Integrated planning and monitoring were enabled by including key mental health service indicators in weekly meetings designed to track the performance of noncommunicable diseases and human immunovirus clinical programmes. Lack of standardization in mental health screening prompted the validation of a mental health screening tool and testing feasibility of its use in centralized screening stations. A culture of collaborative problem-solving was promoted through CQI data-driven learning sessions. The province-level screening rate increased by 10%, whilst the district screening rate increased by 7% and new patients initiated to mental health treatment increased by 16%.

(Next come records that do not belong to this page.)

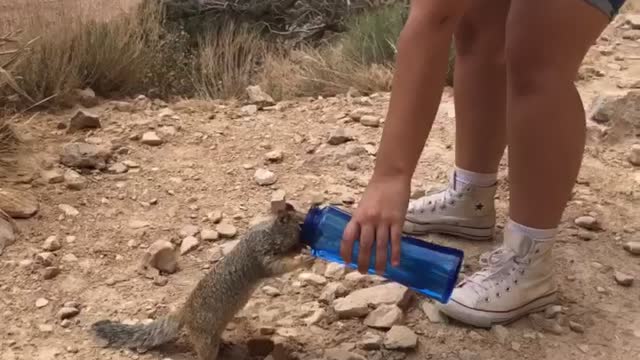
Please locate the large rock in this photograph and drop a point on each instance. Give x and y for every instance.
(400, 338)
(18, 204)
(385, 294)
(82, 155)
(384, 317)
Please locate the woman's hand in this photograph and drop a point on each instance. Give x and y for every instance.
(378, 219)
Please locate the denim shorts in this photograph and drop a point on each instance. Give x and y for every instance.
(609, 7)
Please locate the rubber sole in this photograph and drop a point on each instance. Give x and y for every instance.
(487, 319)
(472, 233)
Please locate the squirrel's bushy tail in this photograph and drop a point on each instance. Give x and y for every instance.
(142, 336)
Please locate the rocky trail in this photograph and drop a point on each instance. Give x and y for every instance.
(125, 181)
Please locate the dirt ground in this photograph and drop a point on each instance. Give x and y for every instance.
(206, 164)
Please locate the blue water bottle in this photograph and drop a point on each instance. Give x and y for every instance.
(426, 268)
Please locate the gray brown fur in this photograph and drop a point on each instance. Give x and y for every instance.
(268, 249)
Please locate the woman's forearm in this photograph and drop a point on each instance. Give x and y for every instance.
(423, 53)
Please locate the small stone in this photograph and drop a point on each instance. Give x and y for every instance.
(46, 328)
(634, 155)
(209, 235)
(271, 291)
(552, 311)
(69, 210)
(189, 230)
(52, 244)
(370, 341)
(189, 243)
(67, 312)
(84, 120)
(501, 333)
(400, 338)
(588, 222)
(50, 272)
(384, 317)
(349, 308)
(226, 230)
(335, 271)
(370, 120)
(264, 177)
(41, 302)
(576, 327)
(316, 317)
(249, 110)
(161, 255)
(623, 279)
(312, 278)
(151, 138)
(73, 180)
(332, 291)
(632, 247)
(339, 136)
(118, 168)
(275, 156)
(341, 354)
(53, 176)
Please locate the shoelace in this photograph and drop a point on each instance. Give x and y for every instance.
(433, 200)
(497, 263)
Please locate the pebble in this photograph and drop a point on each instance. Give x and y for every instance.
(623, 279)
(370, 120)
(52, 244)
(552, 311)
(271, 291)
(384, 317)
(275, 156)
(576, 327)
(68, 312)
(341, 354)
(68, 210)
(161, 255)
(226, 230)
(433, 314)
(339, 136)
(53, 176)
(587, 222)
(73, 180)
(501, 333)
(264, 177)
(151, 138)
(332, 291)
(41, 302)
(370, 341)
(209, 235)
(84, 120)
(312, 278)
(118, 168)
(189, 230)
(400, 337)
(349, 308)
(634, 155)
(632, 247)
(50, 272)
(189, 243)
(335, 271)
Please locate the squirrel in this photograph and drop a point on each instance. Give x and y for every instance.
(268, 249)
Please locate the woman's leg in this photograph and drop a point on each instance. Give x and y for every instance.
(546, 43)
(480, 102)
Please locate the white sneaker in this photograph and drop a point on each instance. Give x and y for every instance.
(517, 279)
(467, 211)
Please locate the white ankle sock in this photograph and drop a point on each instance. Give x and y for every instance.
(532, 233)
(466, 177)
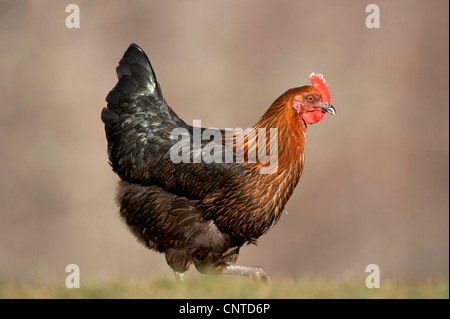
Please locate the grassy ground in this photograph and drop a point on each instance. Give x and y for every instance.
(164, 286)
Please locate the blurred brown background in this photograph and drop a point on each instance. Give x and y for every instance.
(375, 187)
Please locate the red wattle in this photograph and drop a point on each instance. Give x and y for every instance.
(313, 116)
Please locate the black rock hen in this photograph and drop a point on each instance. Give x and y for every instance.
(196, 212)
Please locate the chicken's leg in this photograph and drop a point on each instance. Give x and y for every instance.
(255, 272)
(179, 276)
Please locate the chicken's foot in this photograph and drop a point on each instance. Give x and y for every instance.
(255, 272)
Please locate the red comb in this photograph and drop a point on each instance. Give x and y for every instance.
(319, 83)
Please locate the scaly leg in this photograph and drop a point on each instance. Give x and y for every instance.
(179, 276)
(256, 272)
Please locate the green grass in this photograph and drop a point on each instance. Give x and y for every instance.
(164, 286)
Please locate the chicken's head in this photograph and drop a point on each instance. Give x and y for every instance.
(313, 102)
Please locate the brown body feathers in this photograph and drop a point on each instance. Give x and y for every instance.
(194, 213)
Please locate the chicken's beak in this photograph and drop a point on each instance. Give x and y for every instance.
(329, 109)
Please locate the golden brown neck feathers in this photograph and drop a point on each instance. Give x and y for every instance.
(291, 128)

The CQI approach holds promise in facilitating the attainment of integrated mental health care in resource-scarce contexts. A collaborative relationship between researchers and health system stakeholders is an important strategy for facilitating the uptake of evidence-based innovations. However, the lack of interventions to address healthcare workers' own mental health poses a threat to integrated mental health care at PHC.

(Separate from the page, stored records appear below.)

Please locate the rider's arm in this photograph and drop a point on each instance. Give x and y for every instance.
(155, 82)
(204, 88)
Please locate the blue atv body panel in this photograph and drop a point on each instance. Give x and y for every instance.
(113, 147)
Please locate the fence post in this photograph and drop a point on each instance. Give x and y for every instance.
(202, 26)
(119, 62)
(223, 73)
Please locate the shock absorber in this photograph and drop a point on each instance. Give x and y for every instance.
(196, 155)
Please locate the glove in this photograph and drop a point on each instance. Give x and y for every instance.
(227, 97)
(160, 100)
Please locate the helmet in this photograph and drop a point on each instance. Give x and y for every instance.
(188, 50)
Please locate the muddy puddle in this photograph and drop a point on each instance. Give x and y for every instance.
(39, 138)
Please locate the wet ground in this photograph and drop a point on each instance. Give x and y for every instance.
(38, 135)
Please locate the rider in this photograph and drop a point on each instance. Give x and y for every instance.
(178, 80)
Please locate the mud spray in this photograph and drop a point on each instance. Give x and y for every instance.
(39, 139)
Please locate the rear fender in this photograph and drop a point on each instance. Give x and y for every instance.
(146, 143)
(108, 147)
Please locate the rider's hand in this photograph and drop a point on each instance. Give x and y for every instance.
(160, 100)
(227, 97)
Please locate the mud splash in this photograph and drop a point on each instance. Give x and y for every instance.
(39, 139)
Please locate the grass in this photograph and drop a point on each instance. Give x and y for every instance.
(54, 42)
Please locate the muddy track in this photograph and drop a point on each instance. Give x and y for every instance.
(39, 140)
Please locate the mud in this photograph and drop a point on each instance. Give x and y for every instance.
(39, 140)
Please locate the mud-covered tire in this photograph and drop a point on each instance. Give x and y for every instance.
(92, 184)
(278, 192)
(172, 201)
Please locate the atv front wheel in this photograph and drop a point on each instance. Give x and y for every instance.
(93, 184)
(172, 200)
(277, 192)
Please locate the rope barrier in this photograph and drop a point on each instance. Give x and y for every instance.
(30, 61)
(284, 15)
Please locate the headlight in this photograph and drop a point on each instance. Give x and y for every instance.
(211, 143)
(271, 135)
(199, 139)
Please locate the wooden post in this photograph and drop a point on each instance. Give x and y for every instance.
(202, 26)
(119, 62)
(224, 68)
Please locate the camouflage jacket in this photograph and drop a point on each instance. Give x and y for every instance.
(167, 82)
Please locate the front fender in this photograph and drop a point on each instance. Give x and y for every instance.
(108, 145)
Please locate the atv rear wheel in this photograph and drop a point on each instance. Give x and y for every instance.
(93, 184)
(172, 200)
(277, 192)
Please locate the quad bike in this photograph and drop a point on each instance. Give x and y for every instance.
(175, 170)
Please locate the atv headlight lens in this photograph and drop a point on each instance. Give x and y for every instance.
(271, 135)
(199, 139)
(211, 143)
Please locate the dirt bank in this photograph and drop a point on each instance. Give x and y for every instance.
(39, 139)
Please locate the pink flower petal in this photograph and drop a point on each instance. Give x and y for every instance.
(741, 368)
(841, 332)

尽管有大量证据表明任务分担式心理健康干预措施具有有效性,但低收入和中等收入国家在心理健康障碍治疗方面的差距依然存在。采用这些创新措施的主要障碍包括缺乏支持实施的政策,以及在本就不堪重负的卫生系统中,工作人员被从日常工作中抽调出来。南非拥有有利的政策环境;然而,将政策理想转化为实际行动的策略却很缺乏。本文介绍了心理健康整合项目(MhINT),该项目采用了加强卫生系统的方法,将基于证据的抑郁症任务分担式护理包嵌入其中,以便在初级卫生保健(PHC)中将心理健康护理纳入慢性病护理。
MhINT护理包包括心理教育讲座、由护士主导的心理健康评估,以及由非专业咨询师提供的结构化社会心理咨询干预,在夸祖鲁-纳塔尔省的阿马朱巴区实施了两年。采用了学习型卫生系统方法,使用持续质量改进(CQI)策略来促进干预措施的融入。MhINT分五个阶段实施:项目阶段,组建推动实施的团队;诊断阶段,利用常规收集的数据识别综合心理健康护理的系统障碍;干预阶段,包括能力建设并使用计划-执行-研究-行动循环来解决实施障碍;影响和持续改进阶段,评估项目的影响,并启动系统层面的干预措施,以维持并将成功的变革理念制度化。

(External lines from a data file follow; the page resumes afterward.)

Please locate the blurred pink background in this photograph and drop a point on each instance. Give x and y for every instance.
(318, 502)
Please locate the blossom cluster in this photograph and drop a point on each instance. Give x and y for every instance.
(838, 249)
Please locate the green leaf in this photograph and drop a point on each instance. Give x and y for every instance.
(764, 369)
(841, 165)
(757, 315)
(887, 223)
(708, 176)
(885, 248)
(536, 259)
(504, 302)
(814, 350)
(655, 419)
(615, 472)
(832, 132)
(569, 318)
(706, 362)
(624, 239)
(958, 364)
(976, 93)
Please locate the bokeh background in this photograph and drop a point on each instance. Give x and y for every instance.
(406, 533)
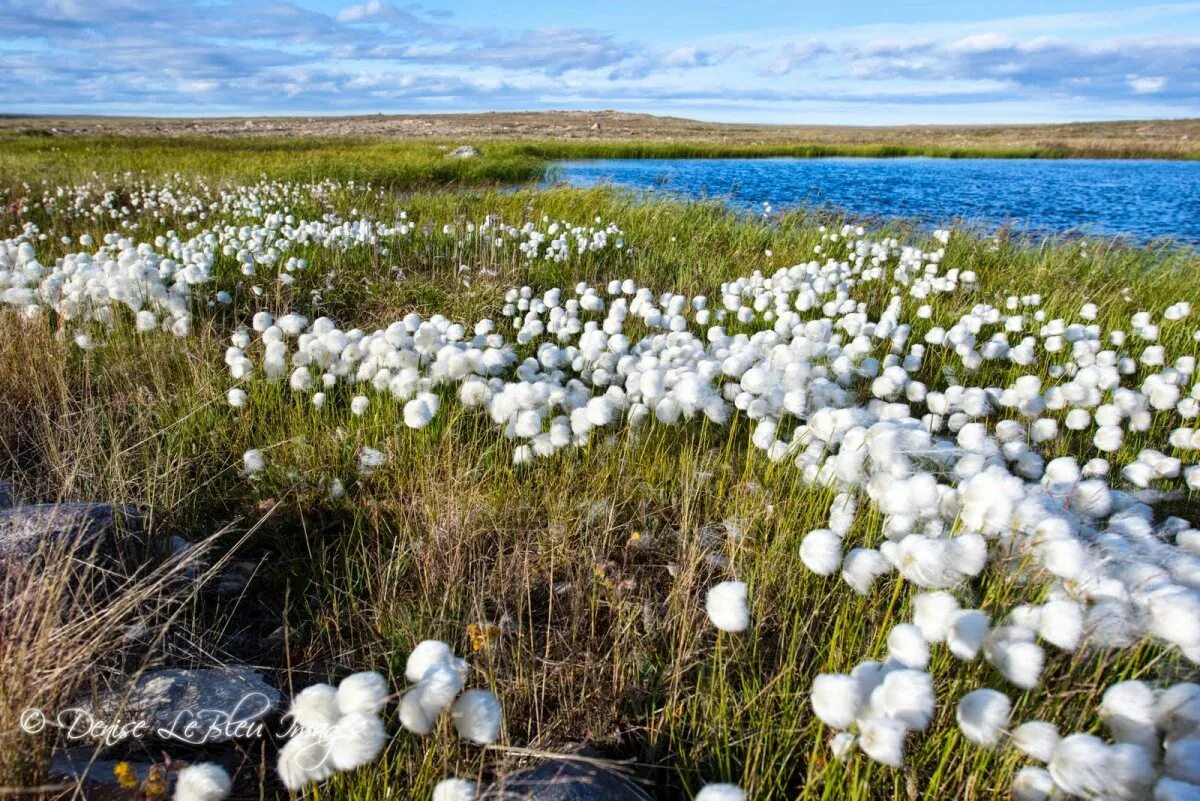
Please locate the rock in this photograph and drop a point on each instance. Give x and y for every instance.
(82, 765)
(565, 780)
(24, 529)
(465, 151)
(196, 706)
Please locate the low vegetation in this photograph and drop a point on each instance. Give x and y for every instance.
(573, 574)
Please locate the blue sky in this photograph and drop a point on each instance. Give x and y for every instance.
(773, 61)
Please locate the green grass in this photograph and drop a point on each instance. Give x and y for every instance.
(594, 565)
(408, 164)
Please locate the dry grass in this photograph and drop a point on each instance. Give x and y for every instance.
(591, 568)
(1131, 138)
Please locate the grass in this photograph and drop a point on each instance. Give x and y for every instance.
(593, 567)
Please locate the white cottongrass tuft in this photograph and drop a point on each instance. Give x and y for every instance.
(906, 696)
(357, 740)
(907, 645)
(1033, 784)
(837, 699)
(203, 782)
(821, 552)
(934, 613)
(363, 692)
(303, 760)
(455, 789)
(983, 716)
(1037, 739)
(253, 462)
(720, 793)
(726, 606)
(882, 740)
(477, 716)
(1062, 624)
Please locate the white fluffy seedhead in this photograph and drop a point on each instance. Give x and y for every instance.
(720, 793)
(907, 645)
(316, 709)
(907, 697)
(967, 632)
(1129, 710)
(203, 782)
(455, 789)
(1080, 766)
(882, 740)
(426, 654)
(837, 699)
(477, 716)
(414, 714)
(303, 760)
(1037, 739)
(1062, 624)
(983, 716)
(355, 740)
(1033, 784)
(363, 692)
(934, 613)
(726, 606)
(821, 552)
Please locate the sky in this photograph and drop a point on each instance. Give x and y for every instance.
(852, 62)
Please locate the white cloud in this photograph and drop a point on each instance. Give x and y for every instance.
(1147, 85)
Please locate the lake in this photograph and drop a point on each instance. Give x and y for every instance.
(1138, 199)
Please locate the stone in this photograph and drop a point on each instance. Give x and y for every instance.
(198, 706)
(465, 151)
(25, 529)
(565, 780)
(81, 764)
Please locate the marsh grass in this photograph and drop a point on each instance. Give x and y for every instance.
(592, 566)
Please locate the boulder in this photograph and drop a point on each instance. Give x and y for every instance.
(83, 765)
(193, 706)
(25, 529)
(565, 780)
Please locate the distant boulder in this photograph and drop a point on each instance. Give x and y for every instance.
(195, 706)
(565, 780)
(465, 151)
(24, 530)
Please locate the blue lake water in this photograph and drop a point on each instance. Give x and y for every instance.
(1137, 199)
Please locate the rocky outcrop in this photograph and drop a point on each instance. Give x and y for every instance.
(25, 530)
(565, 780)
(201, 706)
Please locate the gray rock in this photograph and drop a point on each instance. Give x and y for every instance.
(565, 780)
(83, 765)
(193, 706)
(25, 529)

通过在旨在跟踪非传染性疾病和人类免疫病毒临床项目绩效指标的周会上纳入关键心理健康服务指标,实现了综合规划和监测。心理健康筛查缺乏标准化促使对一种心理健康筛查工具进行验证,并测试其在集中筛查站使用的可行性。通过CQI数据驱动的学习会议,促进了协作解决问题文化的形成。省级筛查率提高了10%,而区级筛查率提高了7%,开始接受心理健康治疗的新患者增加了16%。
CQI方法有望在资源匮乏的环境中促进实现综合心理健康护理。研究人员与卫生系统利益相关者之间的合作关系是促进采用基于证据的创新措施的重要策略。然而,缺乏解决医护人员自身心理健康问题的干预措施,对初级卫生保健中的综合心理健康护理构成了威胁。